Everyone can think of counter examples; awesome female warlocks or warriors, terrific male resto shaman. But nobody is surprised when the tree starts talking in vent with a girl’s voice.

This is a good thing! Remember how I said about that for a player to be good at WoW, she needs to actually want to get better? Well, if she discovers that healing a party appeals to her, now she has motivation to improve! Healing isn’t easy, and the skills to do it well translate over into general Wow uber-ness. I am a much better mage since I’ve leveled up my druid. (And a better healer after I leveled my tank but that’s another matter)

So yes, I’m suggesting that we counter one stereotype with another. No, I’m not suggesting that you tell the fail hunter girl to go roll a priest. But be supportive of her if she wants to do it.
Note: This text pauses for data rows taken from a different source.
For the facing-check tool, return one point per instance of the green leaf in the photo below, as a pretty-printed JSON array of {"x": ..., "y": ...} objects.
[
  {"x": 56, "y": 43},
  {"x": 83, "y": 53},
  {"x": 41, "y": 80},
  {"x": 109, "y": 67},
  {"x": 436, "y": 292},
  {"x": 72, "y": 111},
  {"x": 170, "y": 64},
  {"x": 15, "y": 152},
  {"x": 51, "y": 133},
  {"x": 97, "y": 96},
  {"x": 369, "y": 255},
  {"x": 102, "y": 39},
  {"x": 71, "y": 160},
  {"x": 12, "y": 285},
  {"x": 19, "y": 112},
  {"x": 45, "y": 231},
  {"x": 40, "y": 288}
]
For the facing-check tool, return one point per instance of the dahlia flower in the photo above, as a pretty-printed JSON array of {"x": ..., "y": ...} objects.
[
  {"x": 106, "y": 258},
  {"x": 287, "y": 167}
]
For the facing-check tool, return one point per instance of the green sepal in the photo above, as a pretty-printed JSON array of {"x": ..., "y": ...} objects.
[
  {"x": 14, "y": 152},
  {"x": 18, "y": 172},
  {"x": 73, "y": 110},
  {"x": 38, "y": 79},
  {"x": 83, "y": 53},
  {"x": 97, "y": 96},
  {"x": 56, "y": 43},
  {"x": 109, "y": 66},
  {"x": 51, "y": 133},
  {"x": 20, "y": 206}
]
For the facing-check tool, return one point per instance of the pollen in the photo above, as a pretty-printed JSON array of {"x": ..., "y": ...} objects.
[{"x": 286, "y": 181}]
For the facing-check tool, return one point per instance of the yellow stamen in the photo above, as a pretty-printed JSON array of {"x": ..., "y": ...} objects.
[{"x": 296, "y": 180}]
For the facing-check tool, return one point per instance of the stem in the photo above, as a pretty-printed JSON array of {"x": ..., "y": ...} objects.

Guys, if your girlfriend who tentatively follows you around in WoW expresses a desire to heal, don’t laugh at her because you know she’ll wipe you. Let her do it. If  you wipe, let her figure out why without yelling at her. You’ll have a lot more fun if you let her convert herself to a WoW fan than if you convince her to never play with you again.

One final note: the blogs I read I think are probably close to 70% female, because I read a lot of resto druid blogs and “Wow Social” blogs like Pugging Pally or Stories of Wow.